The United Nations has warned that the war in Ukraine is having serious effects on its ability to deliver urgently needed food aid to countries around the world, as much of it is stuck in Ukrainian ports.
"Currently, almost 4.5 million tons of grain are stuck in Ukrainian ports and on ships and cannot be used," the director of the United Nations World Food Programme (WFP) in Germany, Martin Frick, told dpa.
Exporting the food is extremely difficult as Ukrainian ports and maritime routes to the country are inaccessible due to the Russian invasion.
Until the war began, Ukraine was one of the world's most important producers of wheat as well as a large producer of corn.
Many countries are dependent on cheap wheat from Ukraine.

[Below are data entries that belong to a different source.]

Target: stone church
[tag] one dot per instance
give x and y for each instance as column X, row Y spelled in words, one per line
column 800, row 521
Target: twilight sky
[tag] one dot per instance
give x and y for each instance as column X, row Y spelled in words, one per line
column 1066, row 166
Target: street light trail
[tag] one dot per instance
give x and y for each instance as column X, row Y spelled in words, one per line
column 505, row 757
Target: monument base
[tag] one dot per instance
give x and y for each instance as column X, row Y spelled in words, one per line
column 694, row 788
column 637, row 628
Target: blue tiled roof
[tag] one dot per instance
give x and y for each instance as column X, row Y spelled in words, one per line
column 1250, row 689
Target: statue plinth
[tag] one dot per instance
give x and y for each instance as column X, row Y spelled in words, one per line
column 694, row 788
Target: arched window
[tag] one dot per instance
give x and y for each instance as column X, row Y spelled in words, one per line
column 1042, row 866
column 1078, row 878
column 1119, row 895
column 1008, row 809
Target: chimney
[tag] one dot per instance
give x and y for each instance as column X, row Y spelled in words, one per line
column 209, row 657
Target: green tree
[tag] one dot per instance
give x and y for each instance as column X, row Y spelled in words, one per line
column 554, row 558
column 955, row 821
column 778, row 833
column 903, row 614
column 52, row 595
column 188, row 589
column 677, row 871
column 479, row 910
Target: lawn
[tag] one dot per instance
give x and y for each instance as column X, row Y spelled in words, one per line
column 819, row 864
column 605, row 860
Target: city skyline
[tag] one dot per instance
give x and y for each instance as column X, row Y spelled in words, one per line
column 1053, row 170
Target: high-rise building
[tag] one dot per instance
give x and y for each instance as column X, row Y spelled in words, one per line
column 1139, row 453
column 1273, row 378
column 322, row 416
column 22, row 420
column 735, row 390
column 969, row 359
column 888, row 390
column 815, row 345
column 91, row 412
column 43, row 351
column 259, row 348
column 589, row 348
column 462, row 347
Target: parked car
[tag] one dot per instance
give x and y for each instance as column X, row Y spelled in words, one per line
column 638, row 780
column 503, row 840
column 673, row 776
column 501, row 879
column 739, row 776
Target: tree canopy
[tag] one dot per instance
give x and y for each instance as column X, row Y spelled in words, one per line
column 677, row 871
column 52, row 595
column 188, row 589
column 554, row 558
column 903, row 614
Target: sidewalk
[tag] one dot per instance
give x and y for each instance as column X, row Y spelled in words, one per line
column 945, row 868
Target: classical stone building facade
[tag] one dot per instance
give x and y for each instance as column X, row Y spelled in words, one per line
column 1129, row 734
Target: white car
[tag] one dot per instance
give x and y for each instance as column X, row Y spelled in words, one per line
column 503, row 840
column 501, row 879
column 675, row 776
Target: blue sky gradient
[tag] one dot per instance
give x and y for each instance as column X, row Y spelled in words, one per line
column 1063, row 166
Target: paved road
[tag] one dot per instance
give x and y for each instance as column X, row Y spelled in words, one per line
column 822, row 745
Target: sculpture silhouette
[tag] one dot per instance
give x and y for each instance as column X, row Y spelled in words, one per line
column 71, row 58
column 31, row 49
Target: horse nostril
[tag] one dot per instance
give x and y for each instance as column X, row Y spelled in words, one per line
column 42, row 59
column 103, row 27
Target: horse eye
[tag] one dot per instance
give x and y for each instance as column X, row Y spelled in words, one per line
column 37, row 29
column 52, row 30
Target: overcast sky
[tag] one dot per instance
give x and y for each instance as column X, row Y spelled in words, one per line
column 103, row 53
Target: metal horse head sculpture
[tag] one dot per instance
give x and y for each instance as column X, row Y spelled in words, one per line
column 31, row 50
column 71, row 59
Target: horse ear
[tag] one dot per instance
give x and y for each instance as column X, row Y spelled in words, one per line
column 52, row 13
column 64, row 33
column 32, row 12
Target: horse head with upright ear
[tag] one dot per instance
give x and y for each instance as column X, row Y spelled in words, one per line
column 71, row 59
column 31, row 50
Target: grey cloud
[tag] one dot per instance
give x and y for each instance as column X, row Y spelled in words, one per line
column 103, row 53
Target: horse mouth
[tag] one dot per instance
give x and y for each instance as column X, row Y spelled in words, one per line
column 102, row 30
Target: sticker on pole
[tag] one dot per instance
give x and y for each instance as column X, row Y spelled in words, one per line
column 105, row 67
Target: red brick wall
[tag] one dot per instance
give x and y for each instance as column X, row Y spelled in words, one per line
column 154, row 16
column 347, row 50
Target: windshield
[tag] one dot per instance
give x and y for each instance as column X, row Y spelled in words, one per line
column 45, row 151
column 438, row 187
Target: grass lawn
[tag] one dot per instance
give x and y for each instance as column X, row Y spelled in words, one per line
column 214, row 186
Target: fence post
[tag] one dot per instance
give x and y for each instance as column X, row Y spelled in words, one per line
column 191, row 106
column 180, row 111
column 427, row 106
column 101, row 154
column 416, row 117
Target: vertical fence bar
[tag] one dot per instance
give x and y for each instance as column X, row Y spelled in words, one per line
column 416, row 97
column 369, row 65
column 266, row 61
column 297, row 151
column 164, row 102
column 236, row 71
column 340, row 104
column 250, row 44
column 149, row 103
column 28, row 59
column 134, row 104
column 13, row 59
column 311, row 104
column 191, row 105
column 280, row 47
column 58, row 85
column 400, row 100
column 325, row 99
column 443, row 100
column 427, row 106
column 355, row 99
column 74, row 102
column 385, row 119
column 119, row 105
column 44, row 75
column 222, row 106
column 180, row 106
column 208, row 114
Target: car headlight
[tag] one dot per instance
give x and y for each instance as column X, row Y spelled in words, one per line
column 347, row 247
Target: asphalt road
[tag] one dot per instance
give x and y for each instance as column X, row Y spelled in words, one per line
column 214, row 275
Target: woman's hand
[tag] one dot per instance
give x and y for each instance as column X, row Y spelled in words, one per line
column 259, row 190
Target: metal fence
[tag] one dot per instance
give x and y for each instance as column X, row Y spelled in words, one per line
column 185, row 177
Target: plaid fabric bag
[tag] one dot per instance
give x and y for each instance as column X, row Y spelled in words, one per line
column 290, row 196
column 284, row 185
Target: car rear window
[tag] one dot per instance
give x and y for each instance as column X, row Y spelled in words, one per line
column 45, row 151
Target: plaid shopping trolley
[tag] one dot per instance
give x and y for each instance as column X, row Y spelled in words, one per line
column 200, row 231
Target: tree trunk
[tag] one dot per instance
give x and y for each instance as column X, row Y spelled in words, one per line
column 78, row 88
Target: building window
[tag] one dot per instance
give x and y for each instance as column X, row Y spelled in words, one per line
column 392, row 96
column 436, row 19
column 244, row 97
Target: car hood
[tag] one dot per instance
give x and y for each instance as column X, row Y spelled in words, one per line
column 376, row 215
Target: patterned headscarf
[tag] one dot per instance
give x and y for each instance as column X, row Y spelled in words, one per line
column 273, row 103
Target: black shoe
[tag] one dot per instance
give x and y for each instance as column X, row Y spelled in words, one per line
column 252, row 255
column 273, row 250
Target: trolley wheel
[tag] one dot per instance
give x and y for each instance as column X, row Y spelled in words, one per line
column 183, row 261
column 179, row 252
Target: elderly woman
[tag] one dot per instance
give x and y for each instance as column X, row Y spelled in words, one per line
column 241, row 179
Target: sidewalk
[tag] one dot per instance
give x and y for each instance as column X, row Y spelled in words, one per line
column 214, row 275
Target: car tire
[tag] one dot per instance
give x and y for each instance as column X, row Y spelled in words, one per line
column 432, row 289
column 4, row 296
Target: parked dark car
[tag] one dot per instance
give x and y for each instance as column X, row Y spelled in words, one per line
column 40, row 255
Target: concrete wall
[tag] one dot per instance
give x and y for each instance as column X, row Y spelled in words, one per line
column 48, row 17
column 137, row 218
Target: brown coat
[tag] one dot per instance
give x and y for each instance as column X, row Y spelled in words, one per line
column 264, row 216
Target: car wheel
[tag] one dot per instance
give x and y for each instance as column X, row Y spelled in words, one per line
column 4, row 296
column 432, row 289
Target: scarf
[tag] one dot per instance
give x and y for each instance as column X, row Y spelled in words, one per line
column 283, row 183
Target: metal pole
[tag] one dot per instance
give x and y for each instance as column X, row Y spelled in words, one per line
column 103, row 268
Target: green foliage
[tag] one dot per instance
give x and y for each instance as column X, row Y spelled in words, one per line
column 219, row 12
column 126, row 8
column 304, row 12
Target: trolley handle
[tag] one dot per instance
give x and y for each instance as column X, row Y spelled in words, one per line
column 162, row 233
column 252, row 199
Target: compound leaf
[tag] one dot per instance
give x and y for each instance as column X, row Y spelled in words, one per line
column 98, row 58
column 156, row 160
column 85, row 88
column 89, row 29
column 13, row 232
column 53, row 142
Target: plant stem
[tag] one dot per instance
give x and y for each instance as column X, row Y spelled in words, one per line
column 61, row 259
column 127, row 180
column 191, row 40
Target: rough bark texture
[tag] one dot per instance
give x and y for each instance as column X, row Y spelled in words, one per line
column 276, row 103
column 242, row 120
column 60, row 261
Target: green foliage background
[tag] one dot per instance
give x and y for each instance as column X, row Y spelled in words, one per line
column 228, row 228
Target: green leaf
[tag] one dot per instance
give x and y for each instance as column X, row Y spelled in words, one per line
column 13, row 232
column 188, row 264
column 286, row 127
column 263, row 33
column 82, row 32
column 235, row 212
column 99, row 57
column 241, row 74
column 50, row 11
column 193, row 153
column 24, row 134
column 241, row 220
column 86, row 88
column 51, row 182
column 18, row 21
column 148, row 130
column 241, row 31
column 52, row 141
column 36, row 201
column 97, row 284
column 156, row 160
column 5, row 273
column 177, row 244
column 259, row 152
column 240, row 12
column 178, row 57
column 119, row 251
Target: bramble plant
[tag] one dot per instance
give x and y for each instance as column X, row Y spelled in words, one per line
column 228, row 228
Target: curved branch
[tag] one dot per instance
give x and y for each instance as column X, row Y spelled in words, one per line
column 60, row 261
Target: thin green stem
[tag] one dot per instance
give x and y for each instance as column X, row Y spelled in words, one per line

The grain is also crucial for global food aid. "Ukraine's food is urgently needed in the world," Frick said.
He added that the WFP has so far provided food aid to some 2.5 million Ukrainians - most of them in Ukraine itself and a few hundred thousand in Moldova.
"Food needs to get to the trapped and suffering people in Ukraine, but equally it needs to get out of the region and into the world to alleviate a global food crisis," Frick said.
The WFP needed humanitarian access, both to the people and to the ports, so that food exports could resume, Frick said, adding: "Hunger must not be a weapon."